Here’s what I have that’s close to working:
- match: |-
(?xi)
((signal)\s*)
({{identifier}})
(\s*(,)\s*({{identifier}}))*
(\s*(:))
captures:
2: storage.type.signal.vhdl
3: variable.other.vhdl
5: punctuation.separator.vhdl
6: variable.other.vhdl
8: punctuation.separator.vhdl
The logic on this is that it finds the keyword and the first (and mandatory) identifier. There is a variable capture that identifies commas and further identifiers but it’s possible for this to be zero. And finally it finds the colon separator and that’s where I push for the terminator semicolon.

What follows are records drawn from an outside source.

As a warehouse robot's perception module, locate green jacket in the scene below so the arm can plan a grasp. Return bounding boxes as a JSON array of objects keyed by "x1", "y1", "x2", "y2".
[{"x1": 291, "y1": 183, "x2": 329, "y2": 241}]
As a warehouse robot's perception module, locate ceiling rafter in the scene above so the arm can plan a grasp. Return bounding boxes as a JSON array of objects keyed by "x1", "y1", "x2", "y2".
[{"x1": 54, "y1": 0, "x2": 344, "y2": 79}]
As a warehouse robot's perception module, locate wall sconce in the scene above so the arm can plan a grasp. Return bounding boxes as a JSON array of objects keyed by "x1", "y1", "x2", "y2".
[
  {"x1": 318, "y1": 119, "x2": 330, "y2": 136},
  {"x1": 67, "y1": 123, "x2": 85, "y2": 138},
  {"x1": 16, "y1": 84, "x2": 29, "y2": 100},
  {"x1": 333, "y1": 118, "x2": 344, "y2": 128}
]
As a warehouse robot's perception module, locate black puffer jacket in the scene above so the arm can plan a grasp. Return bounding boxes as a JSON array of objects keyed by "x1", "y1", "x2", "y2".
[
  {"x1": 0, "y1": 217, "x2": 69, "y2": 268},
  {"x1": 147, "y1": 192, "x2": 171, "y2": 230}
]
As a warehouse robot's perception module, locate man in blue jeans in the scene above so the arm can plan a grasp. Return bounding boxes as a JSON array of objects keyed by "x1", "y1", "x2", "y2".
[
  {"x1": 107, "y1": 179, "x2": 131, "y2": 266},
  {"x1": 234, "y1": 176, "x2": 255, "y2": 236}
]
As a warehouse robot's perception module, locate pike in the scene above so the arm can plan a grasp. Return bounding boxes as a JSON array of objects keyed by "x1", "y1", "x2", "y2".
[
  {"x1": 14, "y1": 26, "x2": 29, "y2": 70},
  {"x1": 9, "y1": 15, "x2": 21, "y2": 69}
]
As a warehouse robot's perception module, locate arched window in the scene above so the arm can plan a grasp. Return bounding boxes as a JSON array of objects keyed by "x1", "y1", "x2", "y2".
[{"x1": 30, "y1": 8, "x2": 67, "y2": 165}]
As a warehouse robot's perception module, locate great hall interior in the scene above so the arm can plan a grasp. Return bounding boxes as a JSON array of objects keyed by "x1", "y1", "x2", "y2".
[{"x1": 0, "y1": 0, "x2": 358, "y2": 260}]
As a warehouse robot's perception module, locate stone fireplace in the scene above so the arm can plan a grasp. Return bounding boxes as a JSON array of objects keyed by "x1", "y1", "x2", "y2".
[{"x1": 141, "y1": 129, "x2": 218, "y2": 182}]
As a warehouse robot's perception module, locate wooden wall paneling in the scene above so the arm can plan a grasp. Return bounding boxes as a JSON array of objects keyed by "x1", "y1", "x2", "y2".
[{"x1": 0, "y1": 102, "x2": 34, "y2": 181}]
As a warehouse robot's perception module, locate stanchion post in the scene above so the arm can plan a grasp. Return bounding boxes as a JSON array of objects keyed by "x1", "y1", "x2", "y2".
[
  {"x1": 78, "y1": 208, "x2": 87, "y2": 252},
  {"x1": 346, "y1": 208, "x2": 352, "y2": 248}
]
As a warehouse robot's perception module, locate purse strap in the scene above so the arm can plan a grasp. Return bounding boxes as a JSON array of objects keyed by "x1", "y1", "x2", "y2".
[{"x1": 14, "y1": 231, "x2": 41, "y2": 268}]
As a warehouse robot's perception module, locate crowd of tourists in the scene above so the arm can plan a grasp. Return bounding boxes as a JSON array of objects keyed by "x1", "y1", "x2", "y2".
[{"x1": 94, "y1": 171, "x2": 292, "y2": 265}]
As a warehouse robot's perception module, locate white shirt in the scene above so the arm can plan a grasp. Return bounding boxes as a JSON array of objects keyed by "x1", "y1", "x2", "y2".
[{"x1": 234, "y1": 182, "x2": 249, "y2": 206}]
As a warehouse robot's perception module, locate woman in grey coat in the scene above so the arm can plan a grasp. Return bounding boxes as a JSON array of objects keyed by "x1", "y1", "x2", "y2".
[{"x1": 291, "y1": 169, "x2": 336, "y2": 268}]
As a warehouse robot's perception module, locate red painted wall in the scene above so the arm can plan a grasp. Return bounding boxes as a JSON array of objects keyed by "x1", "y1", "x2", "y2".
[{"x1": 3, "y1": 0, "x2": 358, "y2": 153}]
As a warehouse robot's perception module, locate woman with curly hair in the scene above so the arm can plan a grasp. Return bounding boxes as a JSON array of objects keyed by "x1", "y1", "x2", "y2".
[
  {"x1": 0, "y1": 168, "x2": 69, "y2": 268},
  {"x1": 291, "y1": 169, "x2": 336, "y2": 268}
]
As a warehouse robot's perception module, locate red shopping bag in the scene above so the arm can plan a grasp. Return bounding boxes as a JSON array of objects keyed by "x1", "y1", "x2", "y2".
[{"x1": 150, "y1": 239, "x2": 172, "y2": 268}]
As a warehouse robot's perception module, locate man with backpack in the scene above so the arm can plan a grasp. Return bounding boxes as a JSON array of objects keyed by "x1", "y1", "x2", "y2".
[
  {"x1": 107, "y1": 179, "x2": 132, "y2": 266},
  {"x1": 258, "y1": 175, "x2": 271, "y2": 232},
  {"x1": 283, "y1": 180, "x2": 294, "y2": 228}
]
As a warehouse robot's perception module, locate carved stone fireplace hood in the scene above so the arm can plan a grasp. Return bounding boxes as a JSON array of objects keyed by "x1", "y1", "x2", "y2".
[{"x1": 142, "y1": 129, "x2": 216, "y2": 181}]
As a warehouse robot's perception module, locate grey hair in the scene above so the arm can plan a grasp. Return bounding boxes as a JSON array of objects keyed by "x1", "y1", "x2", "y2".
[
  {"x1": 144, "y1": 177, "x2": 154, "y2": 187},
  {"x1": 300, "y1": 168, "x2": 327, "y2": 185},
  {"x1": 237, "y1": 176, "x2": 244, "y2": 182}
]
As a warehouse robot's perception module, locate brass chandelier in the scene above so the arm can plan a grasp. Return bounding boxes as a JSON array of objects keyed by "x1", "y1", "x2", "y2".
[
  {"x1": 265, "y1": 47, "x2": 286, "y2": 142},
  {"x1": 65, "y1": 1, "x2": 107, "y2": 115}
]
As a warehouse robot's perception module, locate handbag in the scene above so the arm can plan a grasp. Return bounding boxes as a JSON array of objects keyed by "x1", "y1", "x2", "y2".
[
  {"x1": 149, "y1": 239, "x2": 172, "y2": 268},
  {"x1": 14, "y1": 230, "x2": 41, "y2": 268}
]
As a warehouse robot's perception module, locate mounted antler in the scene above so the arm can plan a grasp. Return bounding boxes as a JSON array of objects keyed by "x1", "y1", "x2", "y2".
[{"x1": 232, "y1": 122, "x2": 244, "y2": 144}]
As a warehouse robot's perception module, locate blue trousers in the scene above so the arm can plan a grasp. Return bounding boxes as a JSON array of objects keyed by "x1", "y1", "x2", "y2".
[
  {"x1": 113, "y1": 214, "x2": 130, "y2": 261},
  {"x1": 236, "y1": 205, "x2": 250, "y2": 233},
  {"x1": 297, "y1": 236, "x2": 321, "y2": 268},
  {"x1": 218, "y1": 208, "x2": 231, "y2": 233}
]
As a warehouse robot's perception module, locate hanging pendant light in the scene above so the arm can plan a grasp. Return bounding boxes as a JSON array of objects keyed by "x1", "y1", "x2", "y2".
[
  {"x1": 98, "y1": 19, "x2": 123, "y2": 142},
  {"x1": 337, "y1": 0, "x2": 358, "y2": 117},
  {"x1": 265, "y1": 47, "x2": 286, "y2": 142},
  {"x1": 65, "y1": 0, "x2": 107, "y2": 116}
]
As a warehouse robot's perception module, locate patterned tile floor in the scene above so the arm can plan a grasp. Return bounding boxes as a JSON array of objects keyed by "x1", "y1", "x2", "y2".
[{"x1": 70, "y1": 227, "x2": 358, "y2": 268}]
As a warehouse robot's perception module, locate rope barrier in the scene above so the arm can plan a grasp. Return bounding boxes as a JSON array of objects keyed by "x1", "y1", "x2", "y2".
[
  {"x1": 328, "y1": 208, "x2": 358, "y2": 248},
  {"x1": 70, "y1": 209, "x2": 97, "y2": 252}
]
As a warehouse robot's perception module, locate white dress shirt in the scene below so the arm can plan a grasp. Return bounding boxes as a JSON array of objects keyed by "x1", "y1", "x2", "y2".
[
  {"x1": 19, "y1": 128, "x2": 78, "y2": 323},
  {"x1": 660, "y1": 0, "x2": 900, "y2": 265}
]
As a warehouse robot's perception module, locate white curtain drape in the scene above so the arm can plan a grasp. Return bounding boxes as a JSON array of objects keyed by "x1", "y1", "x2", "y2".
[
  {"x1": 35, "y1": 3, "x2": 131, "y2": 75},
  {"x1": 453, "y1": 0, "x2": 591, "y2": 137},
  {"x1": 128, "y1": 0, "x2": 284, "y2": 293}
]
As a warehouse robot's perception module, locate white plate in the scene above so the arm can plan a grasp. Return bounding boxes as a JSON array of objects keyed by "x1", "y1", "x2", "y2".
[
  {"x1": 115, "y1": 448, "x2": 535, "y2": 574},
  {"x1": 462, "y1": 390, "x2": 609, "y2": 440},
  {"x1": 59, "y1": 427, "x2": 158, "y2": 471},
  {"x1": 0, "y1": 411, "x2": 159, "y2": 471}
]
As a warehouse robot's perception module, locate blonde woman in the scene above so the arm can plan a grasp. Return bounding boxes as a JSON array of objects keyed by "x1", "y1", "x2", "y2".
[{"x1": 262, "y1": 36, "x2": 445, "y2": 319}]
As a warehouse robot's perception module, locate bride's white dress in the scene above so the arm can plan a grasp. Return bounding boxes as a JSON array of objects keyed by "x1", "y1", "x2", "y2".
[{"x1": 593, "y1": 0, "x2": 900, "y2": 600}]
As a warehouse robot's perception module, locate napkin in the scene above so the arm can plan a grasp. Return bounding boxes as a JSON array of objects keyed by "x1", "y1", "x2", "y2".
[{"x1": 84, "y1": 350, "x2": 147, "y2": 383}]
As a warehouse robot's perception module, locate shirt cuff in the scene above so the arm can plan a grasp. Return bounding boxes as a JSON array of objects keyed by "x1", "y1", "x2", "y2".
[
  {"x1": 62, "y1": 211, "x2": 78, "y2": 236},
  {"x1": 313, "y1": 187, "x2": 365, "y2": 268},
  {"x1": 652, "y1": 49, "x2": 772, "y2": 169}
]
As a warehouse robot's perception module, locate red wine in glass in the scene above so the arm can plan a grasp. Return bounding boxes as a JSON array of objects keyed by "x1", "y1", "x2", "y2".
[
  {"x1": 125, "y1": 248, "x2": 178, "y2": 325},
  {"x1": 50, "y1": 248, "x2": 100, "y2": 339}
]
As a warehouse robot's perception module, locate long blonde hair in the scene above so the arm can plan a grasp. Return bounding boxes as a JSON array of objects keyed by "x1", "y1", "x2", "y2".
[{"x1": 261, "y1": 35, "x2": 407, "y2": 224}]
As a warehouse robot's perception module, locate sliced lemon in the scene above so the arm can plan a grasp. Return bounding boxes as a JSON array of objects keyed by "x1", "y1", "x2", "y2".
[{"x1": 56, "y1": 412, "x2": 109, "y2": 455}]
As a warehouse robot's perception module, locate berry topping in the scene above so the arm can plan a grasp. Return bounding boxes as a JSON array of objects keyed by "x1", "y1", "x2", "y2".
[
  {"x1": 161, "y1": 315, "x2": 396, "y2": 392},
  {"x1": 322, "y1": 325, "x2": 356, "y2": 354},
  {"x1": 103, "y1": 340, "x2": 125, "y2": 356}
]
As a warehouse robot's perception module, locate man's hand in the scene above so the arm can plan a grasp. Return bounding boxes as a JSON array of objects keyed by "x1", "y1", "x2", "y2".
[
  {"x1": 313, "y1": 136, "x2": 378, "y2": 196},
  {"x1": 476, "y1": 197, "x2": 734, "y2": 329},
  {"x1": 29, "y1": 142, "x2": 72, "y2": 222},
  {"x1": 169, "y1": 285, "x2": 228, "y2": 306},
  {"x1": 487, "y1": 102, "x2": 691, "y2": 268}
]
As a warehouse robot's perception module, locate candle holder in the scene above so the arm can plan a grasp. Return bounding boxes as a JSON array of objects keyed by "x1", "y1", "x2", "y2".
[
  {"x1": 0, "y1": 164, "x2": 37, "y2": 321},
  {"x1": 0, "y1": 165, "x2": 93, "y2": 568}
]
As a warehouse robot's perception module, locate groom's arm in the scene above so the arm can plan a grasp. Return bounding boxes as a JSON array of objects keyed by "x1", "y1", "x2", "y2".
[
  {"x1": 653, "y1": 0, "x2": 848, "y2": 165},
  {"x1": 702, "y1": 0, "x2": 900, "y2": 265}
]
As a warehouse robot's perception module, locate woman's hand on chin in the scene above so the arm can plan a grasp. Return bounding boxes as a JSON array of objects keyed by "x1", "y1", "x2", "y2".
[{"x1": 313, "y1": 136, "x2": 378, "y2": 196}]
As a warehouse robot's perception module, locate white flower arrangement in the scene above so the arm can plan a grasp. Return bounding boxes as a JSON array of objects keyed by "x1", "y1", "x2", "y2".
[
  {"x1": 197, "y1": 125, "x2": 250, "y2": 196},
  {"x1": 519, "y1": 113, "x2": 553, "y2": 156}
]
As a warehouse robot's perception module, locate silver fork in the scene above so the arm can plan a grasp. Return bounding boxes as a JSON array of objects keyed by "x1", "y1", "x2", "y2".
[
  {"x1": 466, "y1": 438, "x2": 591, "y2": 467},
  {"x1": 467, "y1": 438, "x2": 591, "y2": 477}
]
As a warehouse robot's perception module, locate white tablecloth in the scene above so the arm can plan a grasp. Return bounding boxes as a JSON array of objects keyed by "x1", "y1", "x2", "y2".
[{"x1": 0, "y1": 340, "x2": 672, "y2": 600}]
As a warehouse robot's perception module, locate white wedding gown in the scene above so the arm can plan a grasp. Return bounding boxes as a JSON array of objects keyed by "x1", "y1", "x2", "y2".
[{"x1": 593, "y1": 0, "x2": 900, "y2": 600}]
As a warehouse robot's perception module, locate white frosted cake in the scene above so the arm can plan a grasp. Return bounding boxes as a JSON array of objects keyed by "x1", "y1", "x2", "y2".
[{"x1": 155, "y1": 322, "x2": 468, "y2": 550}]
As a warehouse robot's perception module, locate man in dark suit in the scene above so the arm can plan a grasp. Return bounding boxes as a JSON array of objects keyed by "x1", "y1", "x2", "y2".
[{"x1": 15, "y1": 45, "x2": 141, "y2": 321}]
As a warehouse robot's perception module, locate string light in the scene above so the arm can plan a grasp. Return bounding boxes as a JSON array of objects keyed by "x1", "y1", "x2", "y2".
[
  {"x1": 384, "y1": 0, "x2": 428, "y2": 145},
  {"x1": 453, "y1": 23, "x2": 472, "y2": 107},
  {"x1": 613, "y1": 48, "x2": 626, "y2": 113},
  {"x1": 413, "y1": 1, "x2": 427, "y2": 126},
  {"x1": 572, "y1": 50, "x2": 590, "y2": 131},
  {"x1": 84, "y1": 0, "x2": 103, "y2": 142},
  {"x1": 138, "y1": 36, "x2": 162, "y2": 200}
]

This actually looks like it’s matching the lexical elements pretty well until I drill down into the scopes.
signal alpha, beta, gamma, delta : std_logic;
^-- storage.type.signal.vhdl -- Correct
^-- variable.other.vhdl -- Correct
^-----------^ -- Incorrect. Matches the line however does not match any captured group
^-- punctuation.separator.vhdl -- Correct
^-- variable.other.vhdl -- Correct
^-- punctuation.separator.vhdl -- Correct
So note the bit in the middle. The line as a whole is captured, and the first and the last variable is scoped correctly, however the bit in the middle doesn’t seem to match the capture group. I did some poking around and this seems pretty similar to the topic here: Syntax highlight capture scopes should apply to all captures of a given group
Am I running into a known behavior here with scopes not working well on repetitive capture groups?
If I am, then that’s going to push me into the more elaborate matching where I look for signal
and then push and set until I hit the terminating semicolon.